What 9/11 means to those who remember it not

Time travel does not exist. If it did, though, and I was able to travel back to Tuesday, Sept. 11, 2001, I may be able to hold conversation with my younger self.

Three topics would undoubtedly come up. First, he would be very disappointed I was not a successful heavy metal musician. C’est la vie.

Second, he would be surprised I was still in university, and without a PhD. Get used to disappointment, kid. That’s nothing.

Third, he would want to know the outcome of the events of the terrorism attacks that day, how it affected our country … and he would want to know what it was like attending class with students who did not remember it. Some Ferris students were even born AFTER 9/11.

That boggles my mind.

You’ve heard it from your parents, teachers and elders — I am sure of it — but now hear it from me, your classmate maybe a little bit older.

Only two events in current human memory match that day: the Pearl Harbor bombing and the assassination of President John F Kennedy. My parents used to relate the day of JFK’s death, and how they remember exactly what they were doing when they heard the news. The September attacks were like that for me, too. Except…

I remember the entire day from beginning to end.
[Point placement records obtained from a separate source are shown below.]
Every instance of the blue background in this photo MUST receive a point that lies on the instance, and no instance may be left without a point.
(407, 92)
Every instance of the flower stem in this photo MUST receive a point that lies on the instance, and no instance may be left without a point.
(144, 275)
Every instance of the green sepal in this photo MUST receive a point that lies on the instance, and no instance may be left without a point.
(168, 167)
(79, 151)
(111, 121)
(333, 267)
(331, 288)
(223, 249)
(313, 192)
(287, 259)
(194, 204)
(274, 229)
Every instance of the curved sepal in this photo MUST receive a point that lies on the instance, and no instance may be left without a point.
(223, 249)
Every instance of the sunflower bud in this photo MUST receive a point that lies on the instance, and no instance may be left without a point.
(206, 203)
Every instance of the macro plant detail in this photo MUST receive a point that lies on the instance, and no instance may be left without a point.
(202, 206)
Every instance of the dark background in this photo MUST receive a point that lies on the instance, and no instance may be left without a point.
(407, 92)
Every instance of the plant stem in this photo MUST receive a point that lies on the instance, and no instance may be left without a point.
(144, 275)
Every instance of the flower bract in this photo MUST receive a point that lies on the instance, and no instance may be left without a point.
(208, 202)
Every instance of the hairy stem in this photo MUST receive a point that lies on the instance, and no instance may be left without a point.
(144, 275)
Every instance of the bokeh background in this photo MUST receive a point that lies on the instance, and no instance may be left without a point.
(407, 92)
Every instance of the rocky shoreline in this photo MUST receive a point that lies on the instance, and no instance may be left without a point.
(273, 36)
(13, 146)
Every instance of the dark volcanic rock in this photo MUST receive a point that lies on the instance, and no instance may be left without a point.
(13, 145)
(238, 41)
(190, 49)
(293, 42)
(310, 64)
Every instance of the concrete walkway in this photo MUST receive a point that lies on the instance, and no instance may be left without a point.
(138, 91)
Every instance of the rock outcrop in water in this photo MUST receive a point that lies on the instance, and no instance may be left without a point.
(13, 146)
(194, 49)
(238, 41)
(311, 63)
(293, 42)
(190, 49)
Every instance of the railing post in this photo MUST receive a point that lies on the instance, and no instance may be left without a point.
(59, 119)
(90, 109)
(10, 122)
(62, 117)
In that respect, it seems like only yesterday, not the 18 years that have since passed. Nothing of the day before. Maybe bits and pieces of the following week or so. But that day, from waking up to going to bed is permanently ingrained in my memory…burnt on like a weird tattoo.

Younger students who were maybe two, four or six years old do not remember much because they couldn’t grasp the complexity or impact of the situation. But for older students such as myself, there is a definitive impression of life before the event and life afterward. It’s like summer turned to a long, harsh winter in a single day. And spring still has not come. We are still living in the wake of that day nearly 20 years later.

There was a time our country was not at war. At all. Yeah, skirmishes in Bosnia and Kosovo, but no comparison.

We don’t hear about it anymore in the news — because it’s NOT news — but the international war on terror is still very much happening. We still have troops in Afghanistan and Iraq. And our efforts to defeat al-Qaida and the Taliban back- red, creating more destructing splinter groups such as the Islamic State and ensuring terrorist movements for the near future.

There was a time terrorism was not a thing, or at least it seemed to a young, impressionable mind. Terrorism was a third world problem.

Now it’s almost a daily concern. The 2016 Orlando nightclub shooting is evidence of this. So is the 2017 Manchester Arena bombing during an Ariana Grande concert. Domestic terrorism has always been a thing, but it was rarely attached to any radical religious groups. And that leads me to the next point.

Islamophobia. Was not. A thing.

Yes, there have always been assholes and racists. But life before 9/11 was mostly devoid of any public hate speech against Muslims. It’s truly hard to imagine now, especially for those born in the last 20 years.

No war. No terrorism. No Islamophobia. Seems nice, doesn’t it? That might not be a totally accurate statement, but that’s what the world looked like to a young, middle-class student in 2001.

That’s how much has changed. That’s why this day is important; not the planes or deaths or whatever. Those are tragically significant — significantly tragic — we need to remember them. But it’s everything that unfolded afterward that resonate so much today.

Now that we all understand what is gone…what can we do to restore it?